Harvard has about 6,700 undergraduates. If 15 percent of them belonged to favored minority groups, there would be approximately 1,000 African-American and Hispanic undergrads.

Thus, White and Asian-American students would have ample opportunities to get to know Black and Hispanic students. Black and Hispanic students would also be represented, and not just by a lone student, in many Humanities courses. Thus, White and Asian-American students would be able hear whatever Harvard believes might be the Black and Latino view of various books, works of art, and historical episodes and movements. (I hope Harvard doesn’t believe there is a Black or Latino view of mathematics, physics, chemistry, etc.)

Here’s another way of looking at it. Not that long ago, Blacks and Latinos combined did not make up much more than 15 percent of the U.S. population. In 1980, they were 18 percent.

Were we a racially and ethnically diverse nation in those days? Surely we were. If this minority population had lived in close proximity with Whites and Asian-Americans throughout the U.S. and performed the same work, would these four groups have had plenty of contact with one another. Yes.

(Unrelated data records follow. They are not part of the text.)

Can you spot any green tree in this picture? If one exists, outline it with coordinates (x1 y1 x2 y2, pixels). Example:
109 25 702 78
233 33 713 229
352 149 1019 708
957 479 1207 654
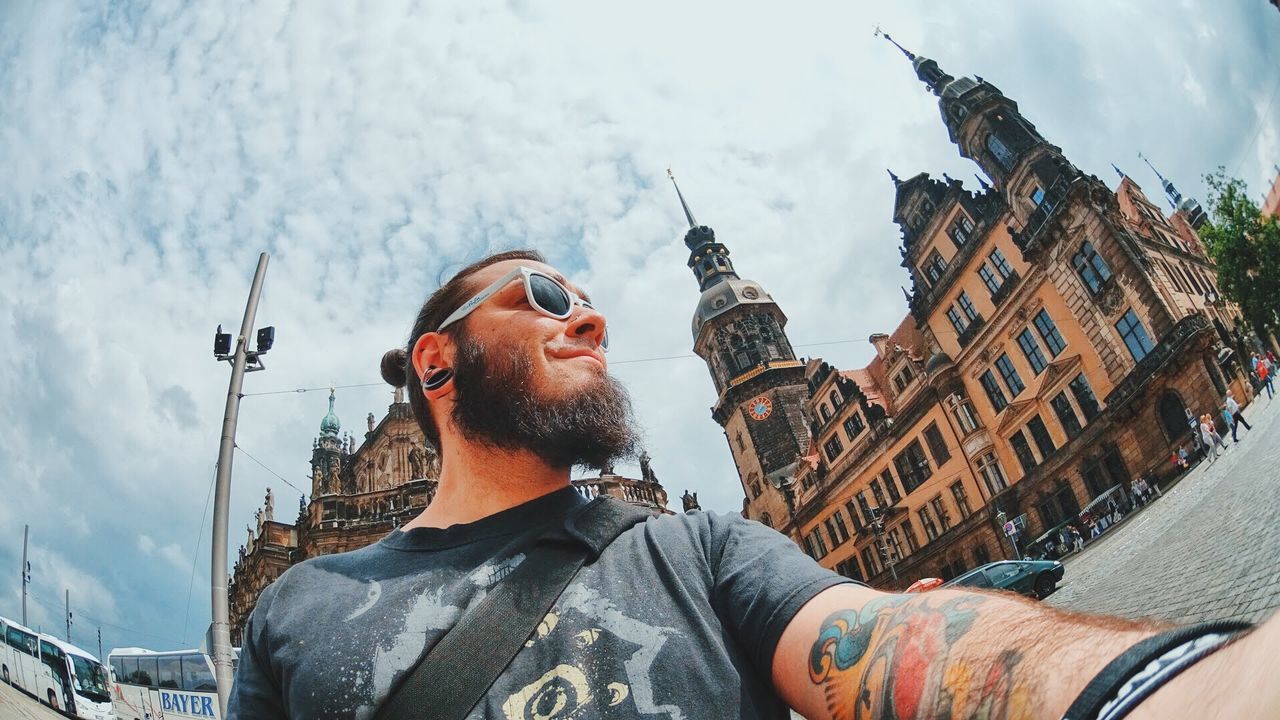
1199 168 1280 337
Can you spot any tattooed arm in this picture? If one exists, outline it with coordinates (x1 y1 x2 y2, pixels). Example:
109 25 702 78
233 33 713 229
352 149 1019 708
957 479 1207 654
773 585 1280 720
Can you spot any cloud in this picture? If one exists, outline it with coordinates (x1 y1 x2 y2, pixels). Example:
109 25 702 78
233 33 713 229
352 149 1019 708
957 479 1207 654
0 0 1280 647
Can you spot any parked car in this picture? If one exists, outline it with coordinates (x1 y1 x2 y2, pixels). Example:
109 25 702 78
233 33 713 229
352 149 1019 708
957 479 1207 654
942 560 1065 600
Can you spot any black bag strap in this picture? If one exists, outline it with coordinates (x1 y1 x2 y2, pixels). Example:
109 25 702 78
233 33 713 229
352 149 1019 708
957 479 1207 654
375 496 653 720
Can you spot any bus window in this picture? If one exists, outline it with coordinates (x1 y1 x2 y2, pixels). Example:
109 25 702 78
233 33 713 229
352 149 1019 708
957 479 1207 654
133 657 160 688
156 656 182 691
182 653 218 693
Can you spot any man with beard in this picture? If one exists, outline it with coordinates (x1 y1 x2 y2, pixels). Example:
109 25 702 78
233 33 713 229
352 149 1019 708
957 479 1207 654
230 251 1280 720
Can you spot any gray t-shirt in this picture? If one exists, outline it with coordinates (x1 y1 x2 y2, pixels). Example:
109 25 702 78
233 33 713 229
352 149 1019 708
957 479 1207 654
229 488 850 720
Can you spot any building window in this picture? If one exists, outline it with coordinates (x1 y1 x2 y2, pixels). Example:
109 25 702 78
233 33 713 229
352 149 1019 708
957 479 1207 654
956 291 978 323
1027 414 1057 457
947 393 982 434
929 495 951 533
855 492 876 525
836 556 865 582
978 263 1000 297
987 133 1014 170
845 413 867 442
1033 309 1066 357
978 452 1009 496
845 501 863 533
1018 328 1048 375
870 479 888 510
822 436 845 462
951 480 973 520
1048 391 1084 438
809 528 827 560
924 423 951 468
973 542 991 568
893 439 933 493
1116 307 1156 360
1068 373 1102 423
920 249 947 287
881 468 902 503
947 213 973 247
987 247 1014 279
1009 430 1036 475
863 547 881 578
902 518 920 552
1030 184 1044 208
916 505 938 542
1071 240 1111 295
888 528 908 561
996 352 1027 397
979 370 1009 413
826 507 849 547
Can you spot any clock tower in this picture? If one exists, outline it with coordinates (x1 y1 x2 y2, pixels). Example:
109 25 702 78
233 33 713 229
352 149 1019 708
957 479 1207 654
668 172 809 530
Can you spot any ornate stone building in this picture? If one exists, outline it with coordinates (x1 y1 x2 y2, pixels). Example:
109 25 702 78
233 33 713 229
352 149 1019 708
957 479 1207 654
668 170 809 527
686 36 1251 587
228 391 669 638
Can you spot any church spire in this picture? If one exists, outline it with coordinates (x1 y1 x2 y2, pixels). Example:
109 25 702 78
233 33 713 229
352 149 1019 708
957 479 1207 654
876 27 955 97
667 168 737 292
667 168 698 229
1138 152 1183 210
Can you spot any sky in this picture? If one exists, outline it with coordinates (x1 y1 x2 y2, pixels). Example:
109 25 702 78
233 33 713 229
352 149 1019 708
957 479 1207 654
0 0 1280 651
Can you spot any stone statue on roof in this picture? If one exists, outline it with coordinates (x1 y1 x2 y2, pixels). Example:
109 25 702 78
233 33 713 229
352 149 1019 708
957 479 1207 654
640 451 658 483
680 489 703 512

Thus, we see a central fallacy of the diversity rationale for race-based preferences. Diversity is not the same thing as representation in proportion to minority presence in the population. The 28 percent representation of Blacks and Hispanics that Harvard contrives to obtain basically mirrors the representation of these groups as of the 2010 census. But that level isn’t required to provide diversity.

Proportional representation is a “social justice,” not a diversity, imperative. If Justice Powell, the fifth vote in the Bakke case, hadn’t decided to embrace a diversity-based argument in favor of preferential admissions, the social justice warriors who control institutions like Harvard wouldn’t be talking about diversity. (Powell, though, never embraced proportional representation as a yardstick for diversity).

And they would have been right not to hang their hat on diversity in this scenario. Under any honest analysis, it doesn’t get them where they want to go — to proportional representation.

Indeed, based on what Harvard’s experts have told the court about what the college’s undergraduate population would look like without the biased admissions policy, diversity doesn’t justify any race-based preferences at all.